И предводителева дворянства, Курамышева, сынок вернулся: в параличе привезли, и Веденеева дочка, чт'o в Петербург выдали, вернулась: за ручку двоих ведет, третий во чреве. Это еще хорошо вернулись: кто хоть и без ног, да вольно. А то и с ногами возвращались, да по неволе передвиженье: Умницына сынок, Гаврюшка. Уехал из Темьяна. Отец долго не пускал. Пустил-таки. Не было возможности не пустить: все стены, все потолки изрисовал. Безобразное дело: в углу иконы, а на стене — некая оголенная. Пришлось пустить. Художеством, говорят, в Питере занимался. Художества мы его в Темьяне не видали, а вернулся художественно: по этапу, и прочно: без права выезда, и еженедельно визит к полицмейстеру, но без закуски и угощения.

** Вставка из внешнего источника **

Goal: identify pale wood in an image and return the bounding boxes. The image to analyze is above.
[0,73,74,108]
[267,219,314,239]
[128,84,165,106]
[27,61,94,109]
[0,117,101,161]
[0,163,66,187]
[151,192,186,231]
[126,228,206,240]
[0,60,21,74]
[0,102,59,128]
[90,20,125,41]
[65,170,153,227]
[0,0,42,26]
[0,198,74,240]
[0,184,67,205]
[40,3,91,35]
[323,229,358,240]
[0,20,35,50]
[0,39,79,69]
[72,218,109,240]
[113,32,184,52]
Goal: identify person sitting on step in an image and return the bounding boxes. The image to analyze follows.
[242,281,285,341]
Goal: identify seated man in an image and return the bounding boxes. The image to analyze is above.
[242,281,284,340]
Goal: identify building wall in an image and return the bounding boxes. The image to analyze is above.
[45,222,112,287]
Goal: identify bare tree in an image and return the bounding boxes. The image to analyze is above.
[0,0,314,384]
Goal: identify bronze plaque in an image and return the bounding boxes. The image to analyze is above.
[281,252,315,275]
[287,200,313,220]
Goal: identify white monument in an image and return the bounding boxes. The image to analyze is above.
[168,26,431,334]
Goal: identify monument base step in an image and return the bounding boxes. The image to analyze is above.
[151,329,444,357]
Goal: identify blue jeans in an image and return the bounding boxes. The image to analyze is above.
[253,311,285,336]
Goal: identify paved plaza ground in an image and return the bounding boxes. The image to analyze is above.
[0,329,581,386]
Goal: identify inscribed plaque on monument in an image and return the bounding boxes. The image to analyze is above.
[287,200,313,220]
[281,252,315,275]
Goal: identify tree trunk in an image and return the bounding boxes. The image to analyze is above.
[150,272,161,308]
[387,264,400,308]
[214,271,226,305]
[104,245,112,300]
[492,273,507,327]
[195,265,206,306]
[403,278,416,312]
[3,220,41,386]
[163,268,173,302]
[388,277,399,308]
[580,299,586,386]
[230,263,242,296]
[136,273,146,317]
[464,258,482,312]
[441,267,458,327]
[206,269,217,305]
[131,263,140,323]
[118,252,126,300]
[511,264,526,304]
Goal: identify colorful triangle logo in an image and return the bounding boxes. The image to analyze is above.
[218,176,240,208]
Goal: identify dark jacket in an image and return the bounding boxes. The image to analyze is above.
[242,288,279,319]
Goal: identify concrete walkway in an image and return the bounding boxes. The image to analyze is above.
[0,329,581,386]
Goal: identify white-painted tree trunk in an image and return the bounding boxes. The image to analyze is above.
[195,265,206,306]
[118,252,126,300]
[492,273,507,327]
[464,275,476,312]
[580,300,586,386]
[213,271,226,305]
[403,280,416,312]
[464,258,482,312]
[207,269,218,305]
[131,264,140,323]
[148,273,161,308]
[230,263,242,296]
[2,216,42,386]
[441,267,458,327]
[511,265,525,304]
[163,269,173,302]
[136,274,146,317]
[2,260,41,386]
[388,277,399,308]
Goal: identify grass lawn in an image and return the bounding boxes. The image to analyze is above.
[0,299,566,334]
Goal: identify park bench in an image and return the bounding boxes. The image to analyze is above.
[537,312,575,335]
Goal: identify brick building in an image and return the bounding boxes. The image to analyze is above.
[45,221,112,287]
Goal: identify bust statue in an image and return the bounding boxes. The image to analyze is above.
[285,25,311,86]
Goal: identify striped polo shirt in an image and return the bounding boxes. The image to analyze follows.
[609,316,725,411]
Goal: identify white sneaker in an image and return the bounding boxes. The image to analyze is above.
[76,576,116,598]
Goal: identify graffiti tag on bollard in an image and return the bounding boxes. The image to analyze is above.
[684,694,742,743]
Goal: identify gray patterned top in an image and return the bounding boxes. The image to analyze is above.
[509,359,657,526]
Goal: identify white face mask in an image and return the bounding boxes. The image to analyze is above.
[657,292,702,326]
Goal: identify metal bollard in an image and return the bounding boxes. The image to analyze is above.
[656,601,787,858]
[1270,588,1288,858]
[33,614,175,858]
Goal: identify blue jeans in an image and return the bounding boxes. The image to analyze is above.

Все возвращаются. Никто не остается. Все возврат назад. Чт'o люди! Птицы даже. Губернатора от нас переводили, Пехтерьева; все с собой увез, все имущество. Мороз был, как уезжал. Попугай у него был замечательный, со словесностью. Генеральская грудка. Лапки в башмачках зеленых. «Ваше превосходительство, — губернатору советуют, — оставьте попугая. Замерзнет. По теплой погоде мы вам его доставим в здравии, с полною словесностью». Нет, взял с собою. «Я, — говорит, — с ним неразлучен». Ан, попугай-то вернулся скоро: на первой же станции замерз, оставить пришлось у смотрителя. «Зарой, — говорит губернатор и плачет, — и похорони с честью: он не простой был, а с русской словесностью». А смотритель, не будь дурак, чучело из него сделать велел. Смотрит: едет Пивоваров, купец, уже весной, в коляске, а на руке у него губернаторский попугай, зеленый с красным, красуется. Чт'o за притча? Привез Пивоваров попугая домой и в клетку золотую посадил. Лет пять у него в клетке он чучелом сидел. У смотрителя купил за полимперьяла. Так попугай и вернулся в Темьян.